Gov. Bob McDonnell used this year’s State of the Commonwealth address to throw his support behind legislative efforts to automatically restore voting rights to nonviolent felons who have paid their debt to society. Those measures to put a constitutional amendment before voters were stopped in a House of Delegates subcommittee during the General Assembly session. Two voting rights groups are now calling on McDonnell to issue an executive order restoring voting rights to all felons who have served their full sentences. McDonnell has streamlined the current process, where felons must petition the governor directly, and restored the rights of more than 4,400 felons – more than any of his predecessors.
Virginia is one of only four states – including Kentucky, Florida and Iowa – that does not have a process for the automatic restoration of voting rights of felons.
Edgardo Cortés, director of the Advancement Project’s Virginia Voting Rights Restoration Campaign, said “McDonnell has shown tremendous leadership on this issue.”

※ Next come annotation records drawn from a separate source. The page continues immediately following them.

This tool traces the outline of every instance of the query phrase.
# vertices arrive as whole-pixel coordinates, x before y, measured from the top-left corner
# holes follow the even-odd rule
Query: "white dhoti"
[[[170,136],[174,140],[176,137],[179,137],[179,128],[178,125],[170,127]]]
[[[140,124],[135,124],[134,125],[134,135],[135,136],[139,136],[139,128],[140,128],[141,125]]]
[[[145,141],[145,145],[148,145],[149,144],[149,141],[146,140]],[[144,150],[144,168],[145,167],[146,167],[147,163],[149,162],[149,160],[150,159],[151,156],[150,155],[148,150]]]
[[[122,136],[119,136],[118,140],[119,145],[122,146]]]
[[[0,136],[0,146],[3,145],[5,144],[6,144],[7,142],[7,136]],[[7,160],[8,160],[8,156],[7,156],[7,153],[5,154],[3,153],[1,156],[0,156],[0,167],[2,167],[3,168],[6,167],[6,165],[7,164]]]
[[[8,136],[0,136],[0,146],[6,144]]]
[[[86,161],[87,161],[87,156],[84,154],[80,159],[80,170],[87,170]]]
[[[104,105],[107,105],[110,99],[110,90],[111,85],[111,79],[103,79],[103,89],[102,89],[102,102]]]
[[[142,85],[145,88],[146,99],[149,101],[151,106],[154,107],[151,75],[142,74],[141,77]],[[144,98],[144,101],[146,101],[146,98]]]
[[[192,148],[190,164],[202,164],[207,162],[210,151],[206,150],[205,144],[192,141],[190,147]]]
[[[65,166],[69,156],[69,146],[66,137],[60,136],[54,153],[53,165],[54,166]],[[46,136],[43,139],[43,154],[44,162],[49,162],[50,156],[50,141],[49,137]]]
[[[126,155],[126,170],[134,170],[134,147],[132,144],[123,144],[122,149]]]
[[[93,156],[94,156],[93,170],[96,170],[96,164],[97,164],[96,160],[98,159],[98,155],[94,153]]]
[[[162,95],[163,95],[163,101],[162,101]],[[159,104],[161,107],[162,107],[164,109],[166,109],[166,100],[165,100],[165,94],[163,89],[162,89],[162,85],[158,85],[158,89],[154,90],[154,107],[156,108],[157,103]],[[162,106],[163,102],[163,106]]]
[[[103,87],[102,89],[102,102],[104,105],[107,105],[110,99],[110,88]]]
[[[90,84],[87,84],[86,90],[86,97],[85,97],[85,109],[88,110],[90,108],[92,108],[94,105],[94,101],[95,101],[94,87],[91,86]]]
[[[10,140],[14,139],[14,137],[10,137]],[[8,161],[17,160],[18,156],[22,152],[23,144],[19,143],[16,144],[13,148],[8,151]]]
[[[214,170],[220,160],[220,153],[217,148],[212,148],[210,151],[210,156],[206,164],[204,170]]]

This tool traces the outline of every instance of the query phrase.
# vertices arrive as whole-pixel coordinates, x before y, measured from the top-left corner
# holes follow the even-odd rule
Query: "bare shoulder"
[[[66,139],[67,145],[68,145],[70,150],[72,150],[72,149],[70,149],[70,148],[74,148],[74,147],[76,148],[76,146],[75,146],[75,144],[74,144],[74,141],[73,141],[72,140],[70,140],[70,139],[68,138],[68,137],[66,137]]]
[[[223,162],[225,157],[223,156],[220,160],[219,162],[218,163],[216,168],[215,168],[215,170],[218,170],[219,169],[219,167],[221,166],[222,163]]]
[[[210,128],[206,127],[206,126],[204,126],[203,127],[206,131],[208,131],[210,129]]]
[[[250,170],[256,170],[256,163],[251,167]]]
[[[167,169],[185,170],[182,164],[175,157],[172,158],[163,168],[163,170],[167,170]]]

But with more than 350,000 Virginians who have been convicted of crimes and served their full sentences still unable to vote Cortés and Tram Nguyen of Virginia New Majority say its time for McDonnell to take matters into his own hands.
“His pleas to the General Assembly have unfortunately gone unheeded,” Nguyen said. “We hope that in this last year of his term he will use his authority as instilled upon him in the Constitution of Virginia to sign an executive order giving a second chance to people who have paid their debt to society.”